2. The method of claim 1, wherein: the crawler of the Tibetan webpage stores the crawled webpage, the webpage distributes an appointed path to a link address URL of the webpage in a download form of a DownloadFile according to a storage space, the Tibetan webpage with a suffix of html is downloaded in an utf-8 form, and the file names are circularly stored in automatic numbers.

3. The method according to any one of claims 1-2, wherein: after the Tibetan language webpage text sentences are sorted according to the weight, the method further comprises the following steps: feature word-based weighting, location-based weighting, cue-based weighting, and title-based weighting.

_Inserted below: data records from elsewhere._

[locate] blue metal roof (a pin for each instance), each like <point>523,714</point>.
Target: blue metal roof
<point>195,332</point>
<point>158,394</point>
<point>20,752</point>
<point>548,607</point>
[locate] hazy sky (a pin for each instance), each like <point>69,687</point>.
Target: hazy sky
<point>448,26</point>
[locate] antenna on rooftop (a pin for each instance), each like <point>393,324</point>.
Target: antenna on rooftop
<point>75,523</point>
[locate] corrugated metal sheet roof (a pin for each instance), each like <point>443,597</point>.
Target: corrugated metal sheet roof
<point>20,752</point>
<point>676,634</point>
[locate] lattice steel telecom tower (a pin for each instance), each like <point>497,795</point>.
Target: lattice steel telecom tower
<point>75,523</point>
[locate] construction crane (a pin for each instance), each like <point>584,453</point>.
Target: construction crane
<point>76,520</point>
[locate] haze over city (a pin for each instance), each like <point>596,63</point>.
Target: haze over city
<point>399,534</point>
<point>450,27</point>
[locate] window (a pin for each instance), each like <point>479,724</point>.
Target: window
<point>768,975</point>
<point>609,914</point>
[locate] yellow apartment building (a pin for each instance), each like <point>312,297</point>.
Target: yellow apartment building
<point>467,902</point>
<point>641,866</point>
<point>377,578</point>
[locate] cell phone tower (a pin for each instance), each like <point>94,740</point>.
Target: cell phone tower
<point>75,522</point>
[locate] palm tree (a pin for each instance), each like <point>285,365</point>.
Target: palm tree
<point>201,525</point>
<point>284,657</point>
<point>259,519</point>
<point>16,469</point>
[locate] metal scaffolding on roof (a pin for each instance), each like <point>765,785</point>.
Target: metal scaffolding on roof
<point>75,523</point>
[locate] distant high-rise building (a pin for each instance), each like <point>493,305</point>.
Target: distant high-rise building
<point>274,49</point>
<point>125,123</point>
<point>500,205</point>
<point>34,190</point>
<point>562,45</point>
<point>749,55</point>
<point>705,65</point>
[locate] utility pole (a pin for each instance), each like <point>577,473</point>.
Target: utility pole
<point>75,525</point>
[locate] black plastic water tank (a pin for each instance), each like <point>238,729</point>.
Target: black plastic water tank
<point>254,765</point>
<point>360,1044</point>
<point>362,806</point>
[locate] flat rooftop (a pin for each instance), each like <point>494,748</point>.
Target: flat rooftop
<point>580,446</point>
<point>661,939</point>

4. A method according to any one of claims 1-3, characterized in that: the removing noise includes: reading a file by a file stream, placing the file into a specified variable xinxi from the beginning to the end, extracting the text of the Tibetan language webpage, searching characters "< script", "<", "{" and "(" to "," script > "," > "}" and ")" and the like from the xinxi for matching, and replacing the content in the text with a null; for example, xinxi contains "[ a-Z ]", "[ A-Z ]", "; some useless information such as "," - ", enppropperty- - >", replace the above-mentioned useless information with empty; defining a write stream sv, writing the cleaned text in xinxi into the storage space.

5. An automatic generation system for a Tibetan language webpage abstract is characterized by comprising a processor and a memory:

the processor is used for executing the method for automatically generating the Tibetan language webpage abstract of any one of claims 1-4 according to instructions in the program codes.

6. A computer-readable storage medium storing program code for executing the method for automatically generating the Tibetan language webpage abstract according to any one of claims 1 to 4.

7. A computer program product comprising instructions which, when run on a computer, cause the computer to perform the automated Tibetan language web page summary generation method of any one of claims 1-4.